/divide_conquer

Primary LanguageC++OtherNOASSERTION

Divide and Conquer Frontend Bottleneck

This repository is the implementation of Divide and Conquer (D&C) instruction prefetcher also known as SN4L+Dis+BTB on ChampSim.

Citation

If you use this work, please cite our paper published in ISCA 2020, in which we introduced and evaluated the divide-and-conquer approach. We also urge you to include the following in the acknowledgment section: "We used the publicly-released source code of the divide-and-conquer approach [cite the GitHub page]."

Ali Ansari, Pejman Lotfi-Kamran, and Hamid Sarbazi-Azad, "Divide and Conquer Frontend Bottleneck," in the proceedings of ISCA 2020, pp. 65-78, June 2020

License

The license is a free non-exclusive, non-transferable license to reproduce, use, modify and display the source code version of the Software, with or without modifications for commercial and non-commercial purposes. The license does not entitle Licensee to technical support, telephone assistance, enhancements, or updates to the Software.

Maintained by Ali Ansari

Please forward all your inquiries to: ali.ansari@epfl.ch

Clone D&C repository

git clone https://github.com/ipmcs/divide_conquer.git

Compile

ChampSim takes eight parameters: Branch predictor, L1I prefetcher, L1D prefetcher, L2C prefetcher, LLC prefetcher, LLC replacement policy, the number of cores, and a naming flag.
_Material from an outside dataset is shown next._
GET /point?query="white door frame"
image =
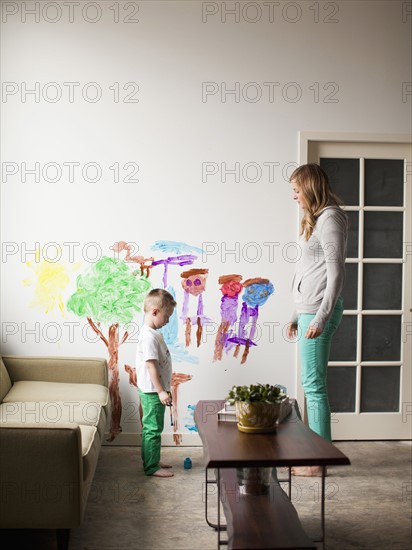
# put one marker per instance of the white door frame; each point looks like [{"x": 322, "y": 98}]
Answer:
[{"x": 305, "y": 140}]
For example, ./build_champsim.sh hashed_perceptron SN4L next_line spp_dev no lru 1 16K_SeqTable builds a single-core processor with hashed_perceptron branch predictor, SN4L L1 prefetcher, next_line L1D prefetcher, spp_dev L2 prefetchers, no prefetcher for LLC, and the baseline LRU replacement policy for the LLC. The naming flag indicates that SN4L has 16 K entries for its SeqTable in this build.
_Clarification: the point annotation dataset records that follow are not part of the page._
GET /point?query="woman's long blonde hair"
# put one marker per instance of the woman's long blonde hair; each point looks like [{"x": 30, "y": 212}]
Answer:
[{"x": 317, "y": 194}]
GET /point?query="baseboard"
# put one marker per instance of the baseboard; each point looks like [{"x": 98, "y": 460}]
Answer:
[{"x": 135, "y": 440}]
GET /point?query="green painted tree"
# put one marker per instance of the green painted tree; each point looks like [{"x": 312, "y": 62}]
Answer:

$ ./build_champsim.sh hashed_perceptron SN4L next_line spp_dev no lru 1 16K_SeqTable

$ ./build_champsim.sh ${BRANCH} ${L1I_PREFETCHER} ${L1D_PREFETCHER} ${L2C_PREFETCHER} ${LLC_PREFETCHER} ${LLC_REPLACEMENT} ${NUM_CORE} ${FLAG}

Download IPC-1 trace

The first instruction prefetching championship provided 50 traces that can be downloaded from:

https://drive.google.com/file/d/1qs8t8-YWc7lLoYbjbH_d3lf1xdoYBznf/view?usp=sharing

Download DPC-3 trace

Professor Daniel Jimenez at Texas A&M University kindly provided traces for DPC-3. Use the following script to download these traces (~20GB size and max simpoint only).

$ cd scripts

$ ./download_dpc3_traces.sh

Run simulation

Execute run_champsim.sh with proper input arguments. The default TRACE_DIR in run_champsim.sh is set to ~/ipc1_public.
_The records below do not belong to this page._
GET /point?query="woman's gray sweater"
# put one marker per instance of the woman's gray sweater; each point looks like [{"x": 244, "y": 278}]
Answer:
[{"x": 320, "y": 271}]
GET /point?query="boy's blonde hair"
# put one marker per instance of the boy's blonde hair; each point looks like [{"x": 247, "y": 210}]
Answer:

  • Single-core simulation: Run simulation with run_champsim.sh script.
Usage: ./run_champsim.sh [BINARY] [N_WARM] [N_SIM] [TRACE] [OPTION]
$ ./run_champsim.sh hashed_perceptron-SN4L-next_line-spp_dev-no-lru-1core-16K_SeqTable 50 50 server_036.champsimtrace.xz

${BINARY}: ChampSim binary compiled by "build_champsim.sh" (hashed_perceptron-SN4L-next_line-spp_dev-no-lru-1core-16K_SeqTable)
${N_WARM}: number of instructions for warmup (50 million)
${N_SIM}:  number of instructinos for detailed simulation (50 million)
${TRACE}: trace name (server_036.champsimtrace.xz)
${OPTION}: extra option for "-low_bandwidth" (src/main.cc)

Simulation results will be stored under "results_${N_SIM}M" as a form of "${TRACE}-${BINARY}-${OPTION}.txt".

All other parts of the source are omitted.